Art History 391B - S-Death in the Roman World

Fall
2019
01
3.00
Laetitia La Follette
W 4:00PM 6:45PM
UMass Amherst
35598
South College W369
laelaf@arthist.umass.edu
35690
In this seminar we will explore ancient Roman funerary monuments and attitudes about death, memory and commemoration. Our primary focus will be the rich artistic tradition of Roman tombs, their architectural layout and sculptural decoration of portraits, sarcophagi, funerary altars and ash urns, but we will also explore potent images such as the skeleton and the ancestor mask. Roman society was exceptional in allowing widespread access to funerary commemoration across different social levels, so we will also compare the art set up in tombs of the elite to the funerary portraits and reliefs of the freedman class.

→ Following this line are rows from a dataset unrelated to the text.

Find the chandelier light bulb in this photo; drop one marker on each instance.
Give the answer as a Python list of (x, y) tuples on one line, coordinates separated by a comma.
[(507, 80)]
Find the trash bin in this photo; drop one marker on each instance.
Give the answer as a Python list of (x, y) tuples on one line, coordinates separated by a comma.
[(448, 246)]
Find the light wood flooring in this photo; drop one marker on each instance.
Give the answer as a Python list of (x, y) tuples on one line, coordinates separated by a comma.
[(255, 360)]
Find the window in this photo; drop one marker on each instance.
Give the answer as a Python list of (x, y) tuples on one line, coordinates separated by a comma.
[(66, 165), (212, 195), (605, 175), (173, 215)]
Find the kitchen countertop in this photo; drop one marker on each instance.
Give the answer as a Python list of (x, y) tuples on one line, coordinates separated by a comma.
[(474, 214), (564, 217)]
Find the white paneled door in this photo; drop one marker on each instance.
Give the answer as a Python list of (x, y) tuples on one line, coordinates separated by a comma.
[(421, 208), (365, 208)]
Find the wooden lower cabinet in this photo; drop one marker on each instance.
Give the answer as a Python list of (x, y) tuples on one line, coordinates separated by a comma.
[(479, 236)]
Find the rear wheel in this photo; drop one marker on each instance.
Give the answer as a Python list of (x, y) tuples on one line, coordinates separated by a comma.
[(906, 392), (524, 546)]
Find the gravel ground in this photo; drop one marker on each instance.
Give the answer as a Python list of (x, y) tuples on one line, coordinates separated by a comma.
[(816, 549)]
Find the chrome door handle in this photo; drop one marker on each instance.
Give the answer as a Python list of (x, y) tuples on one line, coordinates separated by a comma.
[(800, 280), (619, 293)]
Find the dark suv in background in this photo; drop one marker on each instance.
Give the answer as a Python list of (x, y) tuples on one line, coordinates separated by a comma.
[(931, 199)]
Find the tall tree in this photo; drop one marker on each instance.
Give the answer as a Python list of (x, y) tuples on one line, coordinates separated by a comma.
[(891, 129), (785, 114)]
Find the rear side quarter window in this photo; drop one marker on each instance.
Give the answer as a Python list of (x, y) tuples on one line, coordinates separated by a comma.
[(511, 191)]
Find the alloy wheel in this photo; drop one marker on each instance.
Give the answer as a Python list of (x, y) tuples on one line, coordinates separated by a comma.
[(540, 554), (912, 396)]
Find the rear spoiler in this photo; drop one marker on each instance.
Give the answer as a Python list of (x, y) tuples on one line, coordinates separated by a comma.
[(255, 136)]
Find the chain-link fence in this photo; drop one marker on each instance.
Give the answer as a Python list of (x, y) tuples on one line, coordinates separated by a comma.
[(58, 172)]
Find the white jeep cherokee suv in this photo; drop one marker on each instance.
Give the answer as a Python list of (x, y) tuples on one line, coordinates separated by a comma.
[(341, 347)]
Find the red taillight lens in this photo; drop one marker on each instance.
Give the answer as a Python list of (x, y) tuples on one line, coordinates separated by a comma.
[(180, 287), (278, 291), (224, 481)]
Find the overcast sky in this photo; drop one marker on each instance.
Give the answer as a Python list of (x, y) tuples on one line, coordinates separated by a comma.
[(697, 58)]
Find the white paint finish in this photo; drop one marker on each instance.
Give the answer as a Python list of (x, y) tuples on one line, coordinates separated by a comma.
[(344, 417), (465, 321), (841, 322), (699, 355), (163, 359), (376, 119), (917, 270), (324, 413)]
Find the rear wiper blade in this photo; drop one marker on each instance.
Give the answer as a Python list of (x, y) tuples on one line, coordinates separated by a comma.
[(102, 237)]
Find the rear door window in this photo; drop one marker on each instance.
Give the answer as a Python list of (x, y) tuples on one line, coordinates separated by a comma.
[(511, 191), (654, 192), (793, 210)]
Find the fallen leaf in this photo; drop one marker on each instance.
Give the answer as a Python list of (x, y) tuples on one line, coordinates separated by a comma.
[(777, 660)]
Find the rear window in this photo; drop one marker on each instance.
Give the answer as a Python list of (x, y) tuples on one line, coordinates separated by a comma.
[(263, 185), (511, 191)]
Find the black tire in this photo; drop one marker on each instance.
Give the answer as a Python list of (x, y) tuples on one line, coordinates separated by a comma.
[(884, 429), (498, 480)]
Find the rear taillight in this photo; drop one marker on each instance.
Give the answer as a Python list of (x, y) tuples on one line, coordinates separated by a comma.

Although there are lots of books on death in Rome, most tend to focus either on self-sacrifice, suicide and gladiators in the arena (such as C. Edwards, Death in Ancient Rome, Yale 2007 or D. Kyle, Spectacles of death in ancient Rome, Routledge 1998) or on rites and ceremonies for the dead (V. Hope, Death in Ancient Rome. A sourcebook, Routledge 2007; eadem, Roman death. The dying and the dead in ancient Rome, Continuum 2009). So rather than assign one text, we will be reading a wide variety of sources, mainly articles and book chapters, and using evidence from archaeology, epigraphy, history and literary studies as well as art history.
Permission is required for interchange registration during the add/drop period only.